Peregrine whispered something into Rebeckah’s ear, and the other woman walked briskly down the street ahead of them, and then turned toward the fine homes near the Town House. Her friend would pass the hanging platform. After she had started off, Peregrine answered, “To the Bedmunster, a ship that sails tomorrow for Jamaica,” she said.

“Where has Rebeckah gone?”

“To fetch Henry Simmons.”

“He knows what thou art doing?”

“Only that thy emancipation was being engineered. Nothing more.”

She reached for Peregrine’s arm. “But what will happen to thee? Dost thou plan to come with us and desert thy family?”

“Why would anyone suspect me? I will remain here. It was clear from thy letter that thou only began to see the truth of who I am and what I have been compelled to do because thou knowest my father.”

    “And Catherine?”

Peregrine’s eyes were two round jewels in the night. “What wouldst thou like, Mary?”

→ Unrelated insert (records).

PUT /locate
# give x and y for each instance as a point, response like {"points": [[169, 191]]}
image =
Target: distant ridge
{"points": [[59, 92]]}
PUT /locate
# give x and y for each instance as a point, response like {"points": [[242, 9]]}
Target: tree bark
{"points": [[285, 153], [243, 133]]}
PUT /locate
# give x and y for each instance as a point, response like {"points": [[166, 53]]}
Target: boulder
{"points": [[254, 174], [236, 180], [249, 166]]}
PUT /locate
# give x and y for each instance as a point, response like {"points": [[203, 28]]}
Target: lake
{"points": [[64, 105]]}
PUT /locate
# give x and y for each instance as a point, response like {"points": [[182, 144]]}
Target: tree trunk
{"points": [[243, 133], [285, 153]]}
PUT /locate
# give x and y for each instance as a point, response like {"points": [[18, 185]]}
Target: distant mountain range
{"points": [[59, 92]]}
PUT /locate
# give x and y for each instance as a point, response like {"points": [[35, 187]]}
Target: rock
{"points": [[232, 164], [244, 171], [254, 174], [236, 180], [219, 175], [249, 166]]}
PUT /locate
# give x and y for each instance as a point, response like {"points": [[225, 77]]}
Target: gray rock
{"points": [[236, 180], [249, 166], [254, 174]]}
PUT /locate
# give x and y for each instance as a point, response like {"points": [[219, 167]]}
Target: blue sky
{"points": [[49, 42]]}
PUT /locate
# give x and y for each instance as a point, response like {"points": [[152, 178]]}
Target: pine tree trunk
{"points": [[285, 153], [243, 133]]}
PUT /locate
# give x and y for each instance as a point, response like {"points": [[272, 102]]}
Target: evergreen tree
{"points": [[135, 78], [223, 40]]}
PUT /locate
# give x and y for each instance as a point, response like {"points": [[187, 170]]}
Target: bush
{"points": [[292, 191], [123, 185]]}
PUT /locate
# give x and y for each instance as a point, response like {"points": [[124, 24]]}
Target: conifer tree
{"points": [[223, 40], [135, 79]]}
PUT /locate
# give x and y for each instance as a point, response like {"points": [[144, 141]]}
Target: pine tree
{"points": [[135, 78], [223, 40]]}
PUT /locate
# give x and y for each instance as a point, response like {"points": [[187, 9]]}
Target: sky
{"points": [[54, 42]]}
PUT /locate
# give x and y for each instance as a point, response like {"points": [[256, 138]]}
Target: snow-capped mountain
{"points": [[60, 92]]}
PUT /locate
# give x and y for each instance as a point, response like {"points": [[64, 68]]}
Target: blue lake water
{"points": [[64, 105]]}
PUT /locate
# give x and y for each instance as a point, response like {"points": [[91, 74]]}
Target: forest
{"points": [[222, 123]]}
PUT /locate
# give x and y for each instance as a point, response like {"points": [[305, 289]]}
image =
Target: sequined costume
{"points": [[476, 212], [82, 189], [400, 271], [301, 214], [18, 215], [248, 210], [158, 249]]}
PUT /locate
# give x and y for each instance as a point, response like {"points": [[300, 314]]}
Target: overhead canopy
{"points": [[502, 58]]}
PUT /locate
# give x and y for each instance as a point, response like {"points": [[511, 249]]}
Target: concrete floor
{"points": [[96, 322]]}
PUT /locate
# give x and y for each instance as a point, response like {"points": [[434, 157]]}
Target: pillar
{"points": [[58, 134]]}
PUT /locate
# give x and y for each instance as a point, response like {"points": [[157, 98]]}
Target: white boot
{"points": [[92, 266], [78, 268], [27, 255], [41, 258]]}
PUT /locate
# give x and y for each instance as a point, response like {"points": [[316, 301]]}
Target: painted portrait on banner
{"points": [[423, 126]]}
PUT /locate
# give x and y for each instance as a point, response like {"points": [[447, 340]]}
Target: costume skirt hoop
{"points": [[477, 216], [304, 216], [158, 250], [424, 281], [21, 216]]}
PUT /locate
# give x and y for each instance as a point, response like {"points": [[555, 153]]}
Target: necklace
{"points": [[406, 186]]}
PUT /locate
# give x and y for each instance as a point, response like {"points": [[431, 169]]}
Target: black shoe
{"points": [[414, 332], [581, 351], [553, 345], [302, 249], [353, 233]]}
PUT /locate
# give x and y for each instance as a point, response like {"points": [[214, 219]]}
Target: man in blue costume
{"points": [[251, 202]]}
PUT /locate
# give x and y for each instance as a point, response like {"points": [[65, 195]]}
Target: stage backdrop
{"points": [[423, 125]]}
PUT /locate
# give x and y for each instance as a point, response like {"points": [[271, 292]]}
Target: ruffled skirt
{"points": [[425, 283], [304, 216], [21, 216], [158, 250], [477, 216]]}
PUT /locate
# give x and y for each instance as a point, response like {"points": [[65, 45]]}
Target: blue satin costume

“She wanted to see me hanged. She has, it seems, made her pact with the Devil.”

“Then it seems to me sufficient punishment for her to spend the rest of her days in this world with my father, before joining her true master in the next,” said Peregrine.

Mary smiled in a way that she hadn’t in days. “Dost thou believe thy father will have her?”

“Yes,” she replied. “And they deserve whatever misery they inflict upon each other. Now, we should hurry.”

“I will not see my parents, will I?”

“No. Not tonight. I want thee on the ship well before sunrise, and I want to be home well before sunrise.”

“Jonathan—”

“Jonathan does not dare question me. Not after all he has done. He has his own sins to answer for.” They were walking quickly now, but still Peregrine had the breath to continue: “Prithee, fear not. I have faith that thou wilt see thy mother and father again. Someday.”

“Someday,” she repeated, and the word rocked her as if she were on the boat on the seas that so long ago had brought her here. Her smile left her, but she saw no alternative as they raced toward the waterfront. “I wish I knew how to thank thee,” she added.

“I wish only that thou wilt forgive me. I should have taken thy hand and helped thee up from thy pit years ago,” she said, and then she stopped, and so Mary stopped, too. She heard it now: horses. A pair.

Peregrine pulled her behind a large, round oak, as cold this time of the year as a marble column, that stood at the edge of a dooryard. There were no candles in the house’s windows, but that didn’t mean that someone wasn’t inside watching them as they stood perfectly still behind the tree, hoping to be shielded from the road by its broad trunk.